Evaluation will be based on course objectives and will be carried out in accordance with Douglas College policy. The instructor will provide a written course outline with specific criteria during the first week of classes.


An example of a possible evaluation scheme would be:


Any combination of the following totalling 100%:


Tests, quizzes and short assignments     20% - 50%
Written class presentations, essays, essay exams    20% - 60%
Instructor's general evaluation
(e.g., participation, attendance, homework,
improvement, extra-credit, groupwork)
  0% - 20%
Textbook Materials

Textbooks and Materials to be Purchased by Students:


Texts will be updated periodically. Typical examples are:


Bresnan, Patrick S. Awakening: An Introduction to the History of Eastern Thought. (4th ed.) Prentice-Hall, 2010.
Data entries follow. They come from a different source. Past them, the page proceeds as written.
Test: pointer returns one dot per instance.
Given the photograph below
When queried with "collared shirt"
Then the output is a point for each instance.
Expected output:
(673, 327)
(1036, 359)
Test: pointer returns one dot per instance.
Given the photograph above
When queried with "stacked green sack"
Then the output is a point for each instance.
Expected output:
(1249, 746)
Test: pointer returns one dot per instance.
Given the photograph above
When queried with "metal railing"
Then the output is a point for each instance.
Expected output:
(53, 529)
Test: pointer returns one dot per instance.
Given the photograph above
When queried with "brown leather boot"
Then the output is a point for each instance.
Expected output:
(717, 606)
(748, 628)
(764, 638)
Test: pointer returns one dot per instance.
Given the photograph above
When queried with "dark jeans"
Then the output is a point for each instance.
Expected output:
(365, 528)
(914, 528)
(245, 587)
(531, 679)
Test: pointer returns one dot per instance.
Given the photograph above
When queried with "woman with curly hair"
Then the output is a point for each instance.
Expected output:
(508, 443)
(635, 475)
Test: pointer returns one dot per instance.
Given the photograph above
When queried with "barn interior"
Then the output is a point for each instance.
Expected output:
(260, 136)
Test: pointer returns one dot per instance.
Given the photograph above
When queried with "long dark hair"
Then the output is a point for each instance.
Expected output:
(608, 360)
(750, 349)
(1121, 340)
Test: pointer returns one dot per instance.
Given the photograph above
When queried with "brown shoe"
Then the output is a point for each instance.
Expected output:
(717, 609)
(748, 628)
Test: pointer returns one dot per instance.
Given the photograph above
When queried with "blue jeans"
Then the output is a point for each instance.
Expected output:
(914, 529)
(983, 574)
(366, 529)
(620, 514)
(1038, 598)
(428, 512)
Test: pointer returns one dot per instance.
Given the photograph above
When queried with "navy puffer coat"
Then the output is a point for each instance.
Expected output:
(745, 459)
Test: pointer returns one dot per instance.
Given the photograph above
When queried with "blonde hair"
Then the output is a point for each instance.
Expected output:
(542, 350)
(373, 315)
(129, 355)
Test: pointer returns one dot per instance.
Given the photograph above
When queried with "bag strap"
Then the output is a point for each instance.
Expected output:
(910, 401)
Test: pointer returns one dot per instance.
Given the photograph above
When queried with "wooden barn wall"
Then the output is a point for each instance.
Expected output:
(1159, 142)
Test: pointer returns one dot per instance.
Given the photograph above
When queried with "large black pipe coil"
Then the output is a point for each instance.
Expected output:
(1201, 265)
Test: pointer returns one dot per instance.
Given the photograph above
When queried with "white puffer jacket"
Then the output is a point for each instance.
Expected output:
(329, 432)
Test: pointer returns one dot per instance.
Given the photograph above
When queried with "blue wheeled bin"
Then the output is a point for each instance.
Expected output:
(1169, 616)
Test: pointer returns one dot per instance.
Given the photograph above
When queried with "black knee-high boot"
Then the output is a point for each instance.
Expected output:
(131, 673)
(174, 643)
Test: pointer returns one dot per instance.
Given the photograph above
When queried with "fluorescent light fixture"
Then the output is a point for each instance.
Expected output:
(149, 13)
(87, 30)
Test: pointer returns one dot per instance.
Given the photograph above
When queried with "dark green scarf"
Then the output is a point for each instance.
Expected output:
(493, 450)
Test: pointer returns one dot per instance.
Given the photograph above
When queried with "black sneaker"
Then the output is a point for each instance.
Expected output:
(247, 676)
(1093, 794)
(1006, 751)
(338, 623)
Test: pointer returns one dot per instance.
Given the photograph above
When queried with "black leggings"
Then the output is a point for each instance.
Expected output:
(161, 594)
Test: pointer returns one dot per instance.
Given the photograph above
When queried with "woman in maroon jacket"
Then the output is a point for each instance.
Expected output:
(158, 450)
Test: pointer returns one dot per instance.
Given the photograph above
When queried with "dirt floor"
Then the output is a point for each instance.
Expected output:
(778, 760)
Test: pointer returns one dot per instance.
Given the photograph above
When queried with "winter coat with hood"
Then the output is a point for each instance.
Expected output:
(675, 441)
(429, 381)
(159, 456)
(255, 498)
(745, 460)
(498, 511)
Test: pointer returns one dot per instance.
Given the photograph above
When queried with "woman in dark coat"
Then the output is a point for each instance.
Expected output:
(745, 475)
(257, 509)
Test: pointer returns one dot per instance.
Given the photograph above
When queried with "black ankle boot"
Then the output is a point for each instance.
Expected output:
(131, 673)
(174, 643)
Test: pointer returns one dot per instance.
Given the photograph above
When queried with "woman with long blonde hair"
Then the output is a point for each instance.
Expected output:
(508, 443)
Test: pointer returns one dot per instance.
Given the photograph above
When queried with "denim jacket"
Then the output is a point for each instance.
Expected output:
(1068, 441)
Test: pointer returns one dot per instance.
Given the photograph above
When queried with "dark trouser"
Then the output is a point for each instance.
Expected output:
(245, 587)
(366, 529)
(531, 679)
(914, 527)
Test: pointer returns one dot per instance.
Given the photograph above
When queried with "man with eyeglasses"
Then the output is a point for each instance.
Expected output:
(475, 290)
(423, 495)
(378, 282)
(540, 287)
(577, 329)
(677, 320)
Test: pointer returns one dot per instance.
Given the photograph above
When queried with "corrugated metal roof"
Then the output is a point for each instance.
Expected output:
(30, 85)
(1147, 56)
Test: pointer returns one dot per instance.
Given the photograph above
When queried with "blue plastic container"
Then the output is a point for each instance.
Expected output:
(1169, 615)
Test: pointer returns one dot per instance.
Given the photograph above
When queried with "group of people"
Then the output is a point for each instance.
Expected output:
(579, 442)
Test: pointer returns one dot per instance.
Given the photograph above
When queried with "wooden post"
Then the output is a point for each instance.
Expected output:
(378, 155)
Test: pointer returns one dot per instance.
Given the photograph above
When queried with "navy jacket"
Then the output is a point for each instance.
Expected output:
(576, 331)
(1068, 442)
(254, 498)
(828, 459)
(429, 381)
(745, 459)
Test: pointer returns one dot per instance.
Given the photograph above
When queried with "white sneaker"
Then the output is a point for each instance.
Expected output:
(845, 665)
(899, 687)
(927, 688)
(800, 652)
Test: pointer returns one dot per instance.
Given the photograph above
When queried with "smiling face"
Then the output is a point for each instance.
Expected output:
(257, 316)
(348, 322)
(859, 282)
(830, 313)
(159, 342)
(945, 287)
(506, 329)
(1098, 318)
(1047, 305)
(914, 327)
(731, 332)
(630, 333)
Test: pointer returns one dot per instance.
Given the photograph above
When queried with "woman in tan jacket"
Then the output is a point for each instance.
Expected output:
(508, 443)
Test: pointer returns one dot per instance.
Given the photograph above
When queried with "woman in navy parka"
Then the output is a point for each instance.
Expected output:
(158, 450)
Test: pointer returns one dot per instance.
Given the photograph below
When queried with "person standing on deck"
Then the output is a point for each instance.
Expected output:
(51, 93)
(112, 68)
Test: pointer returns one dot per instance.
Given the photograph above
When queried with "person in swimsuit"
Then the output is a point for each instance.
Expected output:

Patanjali.  Yogasutras of Patanjali, (Ed. & Trans. G. Feurstein).  Rochester, VT: Inner Traditions, 1989.

Gautama Buddha.  Dhammapada. (Trans. J. Mascaro).  London: Penguin, 1975.

Lao Tsu.  Tao Te Ching.  (Trans. D.C. Lau).  London: Penguin, 1986.

Fingarette, H.  Confucius, The Secular as Sacred.  NY: Harper Torchbooks, 1972.

Koller, John (Ed.).  Asian Philosophies. (6th ed.) Peason, 2011.

Koller, J. & Koller, P. (Eds.). A Sourcebook in Asian Philosophy.  NY: MacMillan 1991.